It’s too quiet for a classroom filled with 20 teenagers.
There are no whispered side conversations, no papers crinkling as notes are folded and passed, no tell-tale click of a texting phone.
There’s also nearly no participation.
For 42 minutes, Kevin Carr stands at the front of a classroom in Woodburn’s Academy of International Studies, teaching ninth- and 10th-grade students ways to visually represent algebraic functions. He wanders back and forth, projects students’ work on a screen, asks questions, tells stories and even cracks a few jokes.
Carr is no stranger to teaching. Originally a high school physics teacher, he’s now a professor in Pacific University’s College of Education, teaching others to lead middle and high school classes.
Still, the students here resist his charms. They remain stoic, respectfully attentive but unmoved by his prompts for class participation.

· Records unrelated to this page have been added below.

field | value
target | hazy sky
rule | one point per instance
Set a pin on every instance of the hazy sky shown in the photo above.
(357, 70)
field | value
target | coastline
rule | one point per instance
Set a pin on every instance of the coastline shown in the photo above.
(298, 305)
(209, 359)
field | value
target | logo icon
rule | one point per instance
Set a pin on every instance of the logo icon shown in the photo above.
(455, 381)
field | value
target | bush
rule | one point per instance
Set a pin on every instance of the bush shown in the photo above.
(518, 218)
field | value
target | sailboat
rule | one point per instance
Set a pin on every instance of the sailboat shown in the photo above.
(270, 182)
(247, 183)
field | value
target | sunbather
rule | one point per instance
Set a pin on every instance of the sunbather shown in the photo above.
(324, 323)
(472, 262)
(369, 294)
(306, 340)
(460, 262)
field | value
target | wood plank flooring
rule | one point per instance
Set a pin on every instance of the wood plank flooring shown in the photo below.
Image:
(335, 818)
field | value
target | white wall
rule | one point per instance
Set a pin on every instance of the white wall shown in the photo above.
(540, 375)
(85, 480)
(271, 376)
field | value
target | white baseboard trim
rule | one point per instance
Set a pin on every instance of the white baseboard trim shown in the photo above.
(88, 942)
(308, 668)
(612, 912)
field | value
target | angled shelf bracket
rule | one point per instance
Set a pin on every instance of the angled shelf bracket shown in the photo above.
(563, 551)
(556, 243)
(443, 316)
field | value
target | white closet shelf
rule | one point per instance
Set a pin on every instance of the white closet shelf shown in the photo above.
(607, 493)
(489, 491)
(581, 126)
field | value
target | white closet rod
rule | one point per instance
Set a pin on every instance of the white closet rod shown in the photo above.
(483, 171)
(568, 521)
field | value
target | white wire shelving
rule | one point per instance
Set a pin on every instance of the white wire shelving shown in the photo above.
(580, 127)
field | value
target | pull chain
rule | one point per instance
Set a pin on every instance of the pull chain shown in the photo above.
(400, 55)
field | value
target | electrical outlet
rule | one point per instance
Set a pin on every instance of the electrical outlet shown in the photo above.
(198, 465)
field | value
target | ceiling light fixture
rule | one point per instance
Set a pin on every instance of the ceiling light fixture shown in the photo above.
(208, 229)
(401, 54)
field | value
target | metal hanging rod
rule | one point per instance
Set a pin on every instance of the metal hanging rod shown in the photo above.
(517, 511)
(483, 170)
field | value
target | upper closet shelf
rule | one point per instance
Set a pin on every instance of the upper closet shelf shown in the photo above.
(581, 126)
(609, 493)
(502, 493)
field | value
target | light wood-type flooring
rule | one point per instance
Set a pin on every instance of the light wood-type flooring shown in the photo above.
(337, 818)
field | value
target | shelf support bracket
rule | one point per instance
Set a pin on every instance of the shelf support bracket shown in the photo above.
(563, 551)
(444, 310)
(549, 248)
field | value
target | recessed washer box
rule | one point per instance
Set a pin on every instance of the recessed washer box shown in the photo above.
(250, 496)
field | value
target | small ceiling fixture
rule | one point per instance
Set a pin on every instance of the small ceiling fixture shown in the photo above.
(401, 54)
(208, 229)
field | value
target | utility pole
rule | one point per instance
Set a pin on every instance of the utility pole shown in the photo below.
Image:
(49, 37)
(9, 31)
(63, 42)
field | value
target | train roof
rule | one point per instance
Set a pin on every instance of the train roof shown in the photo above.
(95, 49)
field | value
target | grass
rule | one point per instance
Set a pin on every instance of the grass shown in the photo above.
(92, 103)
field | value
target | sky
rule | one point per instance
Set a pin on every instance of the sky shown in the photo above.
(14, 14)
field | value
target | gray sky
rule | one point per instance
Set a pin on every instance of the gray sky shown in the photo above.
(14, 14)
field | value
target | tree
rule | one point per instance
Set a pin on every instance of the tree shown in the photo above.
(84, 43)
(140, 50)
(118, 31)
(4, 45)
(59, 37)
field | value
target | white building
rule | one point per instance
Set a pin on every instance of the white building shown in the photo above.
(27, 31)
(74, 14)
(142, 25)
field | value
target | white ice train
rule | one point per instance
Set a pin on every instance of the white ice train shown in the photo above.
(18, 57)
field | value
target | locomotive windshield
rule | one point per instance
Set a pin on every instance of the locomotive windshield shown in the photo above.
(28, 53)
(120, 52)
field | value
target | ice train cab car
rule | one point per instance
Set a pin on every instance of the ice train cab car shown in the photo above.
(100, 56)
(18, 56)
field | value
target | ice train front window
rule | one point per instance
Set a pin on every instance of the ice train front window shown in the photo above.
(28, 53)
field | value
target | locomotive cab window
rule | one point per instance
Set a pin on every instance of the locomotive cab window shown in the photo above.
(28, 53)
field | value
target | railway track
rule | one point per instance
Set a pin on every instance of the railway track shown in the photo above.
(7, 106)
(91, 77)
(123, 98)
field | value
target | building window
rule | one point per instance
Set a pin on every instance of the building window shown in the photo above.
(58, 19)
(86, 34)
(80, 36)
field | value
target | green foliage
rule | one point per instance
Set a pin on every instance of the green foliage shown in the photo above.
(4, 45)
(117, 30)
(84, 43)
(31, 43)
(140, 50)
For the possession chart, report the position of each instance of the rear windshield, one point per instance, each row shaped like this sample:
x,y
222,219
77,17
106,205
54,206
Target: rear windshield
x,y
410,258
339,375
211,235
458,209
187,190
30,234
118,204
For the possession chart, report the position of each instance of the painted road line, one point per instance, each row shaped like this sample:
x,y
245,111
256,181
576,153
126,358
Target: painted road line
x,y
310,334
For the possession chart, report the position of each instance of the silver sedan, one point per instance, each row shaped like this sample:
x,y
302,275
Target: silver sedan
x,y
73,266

“You’re right,” Carr says after class, reviewing the experience with math teacher Brea Cohen, the teacher of record, and teaching candidate Chris Pokorny. “I’m still totally in the dark as to whether they get it.”
The three teachers take time to talk about the lesson, to brainstorm ways to engage the students, and to critique the delivery.
Pokorny will try to mimic the morning’s lesson, adapting it to his own style — and a few less reticent groups of students — throughout the day.
“We’ll see how it goes,” Pokorny tells Carr. “It gives me a few ideas.”
This kind of give-and-take with an instructor is rare in most teacher preparation programs.